The importance of error logging, debugging and complete guides

When RTFM isn’t enough

One of the things that they never discussed during my courses was the importance of debugging, error logging and how to drill down through those errors. No one seemed to mention that some guides that I would later on read as a developer, might make assumptions regarding my knowledge, the setup I had already completed and the completeness of my background knowledge.

Woman with face covered by white cloth

I started as a .NET dev about a year ago while still studying for my university degree. It was strange as I had some .NET experience from way back when, but in school, I only used Java, Processing and Python. The largest projects I tackled in .NET were simple console apps that would solve some algorithm or print some text to the screen.

As such, the last year or so has been a full on deep dive in to the topic and I learned a lot. Each time I thought “this will now complete my knowledge”, I’d get slapped straight in my stupid face. And I deserved it. You can’t know everything. That’s a given. What I didn’t know though is that there will be gaps in knowledge in documentation, in notes and even in official guidance. What school never prepared me for was the amount of work I’d do debugging code and no one taught me how to either.

The thing that prompted this post is the long struggle I had going through the setup of Managed Identities for a project I’ve been working on. This post Managed Identities for Azure Resources shows the world of possibilities for managed identities. It all looks great - no need to store user secrets, no passwords, no strange connection strings - just Azure Active Directory and you’re golden.

Let me start off by saying that yes, Managed Identities (MI) can be great if you get it setup and running, but when you’re working with this for the first time, when you have no clue how authentication works on a project, when you have no clue how MI is implemented in the rest of the project and most importantly, when you do not have admin rights to managing the Azure resources you’re supposed to work with, things become extremely complex, extremely fast.

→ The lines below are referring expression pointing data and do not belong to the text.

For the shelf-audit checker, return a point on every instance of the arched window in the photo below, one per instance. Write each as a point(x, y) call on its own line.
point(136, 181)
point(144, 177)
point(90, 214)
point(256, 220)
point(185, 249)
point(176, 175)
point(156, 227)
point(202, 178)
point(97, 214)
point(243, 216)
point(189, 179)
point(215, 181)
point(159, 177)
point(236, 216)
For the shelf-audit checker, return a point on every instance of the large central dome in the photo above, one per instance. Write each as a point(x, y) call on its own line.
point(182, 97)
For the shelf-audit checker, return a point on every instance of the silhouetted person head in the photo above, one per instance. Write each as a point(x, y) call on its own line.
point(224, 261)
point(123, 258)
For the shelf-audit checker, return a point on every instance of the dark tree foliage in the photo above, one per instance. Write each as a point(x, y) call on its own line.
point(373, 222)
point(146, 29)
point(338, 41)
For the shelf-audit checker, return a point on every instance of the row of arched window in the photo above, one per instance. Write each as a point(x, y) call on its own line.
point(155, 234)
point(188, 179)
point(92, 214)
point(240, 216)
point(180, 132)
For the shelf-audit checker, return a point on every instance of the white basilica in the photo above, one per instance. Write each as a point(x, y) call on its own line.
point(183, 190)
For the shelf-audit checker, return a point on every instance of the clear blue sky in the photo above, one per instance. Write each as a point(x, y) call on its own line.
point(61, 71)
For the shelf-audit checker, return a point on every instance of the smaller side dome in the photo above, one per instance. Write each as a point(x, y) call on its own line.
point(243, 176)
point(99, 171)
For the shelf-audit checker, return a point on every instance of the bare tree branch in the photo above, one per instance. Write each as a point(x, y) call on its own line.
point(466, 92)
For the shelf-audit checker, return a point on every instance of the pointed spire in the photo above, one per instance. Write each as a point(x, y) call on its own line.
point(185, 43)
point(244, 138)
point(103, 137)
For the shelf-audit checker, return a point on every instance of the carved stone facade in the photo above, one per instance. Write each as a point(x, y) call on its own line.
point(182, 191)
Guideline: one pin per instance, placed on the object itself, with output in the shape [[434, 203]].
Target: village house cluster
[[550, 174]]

Managed Identities Overview and Setup

To provide an overview, something I did not get when starting this, MI eliminates the need for username and password inside connection strings for example. Please keep in mind that this discussion focuses on Azure SQL Server and accessing apps that run as Azure App Services. MI can be used to manage all kinds of resources, but my experience was limited to the above.

With that out of the way, let’s say your project connects to a database and your connection string might look like this "Server=tcp:.database.windows.net,1433;Database=;User Id=;Password=;".

Of course, you can set the username and password up as User Secrets for your project, meaning they won’t show in your appsettings.json file, but MI removes even that need. Your string will be "Server=tcp:.database.windows.net,1433;Database=;".

This is achieved through the use of Azure Active Directory (AD). Azure AD will look up the identity for a given resource and check if that identity is supposed to have access to the Azure SQL Server. To give you a basic idea of the setup, you can provide a MI to your Azure VM. This creates an entry in Azure AD with the exact name of your VM - for example “bob-vm1”.

The next step is to give this resource access to your Azure SQL Server and the database you have running here. You can create an Azure SQL Server and add a database to this easily by following this guide. With the server setup, you can now go to ‘Active Directory Admin’ and set an admin for this server. This account here will be used to connect to the SQL Server using SQL Server Management Studio for example, and create the user that will access this database.

These two guides should help you both setup the SQL server, setup your VM and connect to the server from your VM with a connection string that only contains the server address and the initial catalog or the initial database name. All seems simple right?

Except it wasn’t in my case. I didn’t have rights to add users on the database I had to work with, so it took time to figure that out and gain access. I didn’t know I could assign an MI to my VM, so it took time to figure that out, add my VM identity to the DB and try again. I didn’t know that Azure SQL Server will block any connections unless the IP from which the connection is coming is Whitelisted, so I had to do that and try again. I didn’t know that you could actually have two resources with the same name on Azure AD, which means that you CANNOT add a user to the DB unless one of the users is renamed or deleted. So I had to do that to add the app services to the DB user list and lastly, I forgot (again) that I need to whitelist the app service IP to allow this connection to occur.

Within all of this I haven’t yet spoken about debugging and I won’t in this post, but I will come back and wrap that up as well… I hope that by this point you managed to get an idea of what MI is, how to set it up locally on a small VM with a small DB and how to get that connection going. Next up, I will make some time and discuss debugging your deployed app since no one ever told me or gave me guidance so hopefully this will save someone some time in the future!